Я был поражен этой картиной. Почему почти все тут спят или пытаются заснуть? Впоследствии я выяснил это. Законы сильных мира сего запрещают бездомным спать по ночам. На панели у входа в храм Христа, где величественные ряды колонн гордо возносятся к небу, лежало вповалку много людей. Одни спали, другие дремали, но все были охвачены такой апатией, что никто даже не поднял головы, когда мы проходили.

– Легкие Лондона! – сказал я. – Какие же это легкие? Это нарыв, гнойник!

– Зачем вы привели меня сюда? – воскликнул пылкий юноша-социалист. Боль – физическая и душевная – исказила его побледневшее лицо.

– Вот эти женщины там, – сказал наш провожатый, – готовы продать себя за три, даже за два пенса, а то и за ломоть черствого хлеба.

Он произнес это с каким-то добродушным пренебрежением.

Не знаю, что еще прибавил бы он к своим словам, но тут юноша, бледный, как полотно, взмолился:

– Ради бога, уйдемте отсюда!

«Хождение с флагом»

«Ходить с флагом» – означает слоняться всю ночь по улицам. И вот, подняв воображаемый флаг, я вышел из дому, чтобы повидать все, что удастся. Ночью можно встретить бездомных обоего пола повсюду в этом громадном городе, но сегодня я решил отправиться на Западную сторону, в район Лестерской площади, побродить между набережной Темзы и Гайд-парком.

Когда в театрах окончились спектакли, дождь лил как из ведра.
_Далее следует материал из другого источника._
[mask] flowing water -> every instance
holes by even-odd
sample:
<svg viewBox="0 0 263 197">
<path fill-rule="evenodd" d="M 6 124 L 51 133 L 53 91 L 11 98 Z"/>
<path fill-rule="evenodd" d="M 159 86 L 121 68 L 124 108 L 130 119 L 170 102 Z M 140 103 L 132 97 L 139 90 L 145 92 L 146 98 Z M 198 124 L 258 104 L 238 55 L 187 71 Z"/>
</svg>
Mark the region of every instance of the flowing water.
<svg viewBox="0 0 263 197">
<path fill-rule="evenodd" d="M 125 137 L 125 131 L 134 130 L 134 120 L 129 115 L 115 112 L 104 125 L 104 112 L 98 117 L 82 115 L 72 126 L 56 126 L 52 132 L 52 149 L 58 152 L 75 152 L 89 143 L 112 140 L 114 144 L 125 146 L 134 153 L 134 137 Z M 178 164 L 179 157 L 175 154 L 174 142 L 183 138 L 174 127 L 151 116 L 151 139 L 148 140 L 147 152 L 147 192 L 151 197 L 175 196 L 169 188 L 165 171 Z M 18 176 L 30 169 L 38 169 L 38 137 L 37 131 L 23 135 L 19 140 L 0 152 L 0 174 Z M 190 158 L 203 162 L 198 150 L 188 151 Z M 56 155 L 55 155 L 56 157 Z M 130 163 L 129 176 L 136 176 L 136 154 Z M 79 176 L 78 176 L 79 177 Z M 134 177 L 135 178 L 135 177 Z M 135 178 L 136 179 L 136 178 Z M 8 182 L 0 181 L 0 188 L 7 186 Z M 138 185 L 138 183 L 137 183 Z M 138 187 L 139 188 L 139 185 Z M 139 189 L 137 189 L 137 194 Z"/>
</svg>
Из театральных подъездов высыпала нарядная публика и кинулась искать извозчиков. Улицы были запружены экипажами, но почти все они были уже заняты. И тут я увидел, как бедняки – не только мальчуганы, но и взрослые мужчины – прилагают отчаянные и даже рискованные усилия, стараясь раздобыть экипаж для богатых господ, чтобы заработать малую толику себе на ночлег. Именно «рискованные» – я обдуманно употребляю это выражение, – ибо эти люди рисковали промокнуть до нитки, лишь бы заработать себе на койку, и большинство из них, как я успел заметить, вымокнуть вымокли, а ничего не заработали. Бродить ночь напролет в мокрой одежде, под холодным дождем, когда вы до крайности истощены и во рту у вас не было ни кусочка мяса вот уже неделю, а то и месяц, – пожалуй, одно из тягчайших испытаний, какие могут выпасть на долю человека. Однажды – дело было в Клондайке – я, сытый и хорошо одетый, проехал целый день на нартах в шестидесятиградусный мороз. Это было тоже невесело, но сущий пустяк по сравнению с тем, что испытывают голодные, плохо одетые и вдобавок промокшие до костей люди, которые вынуждены «ходить с флагом» всю долгую ночь напролет.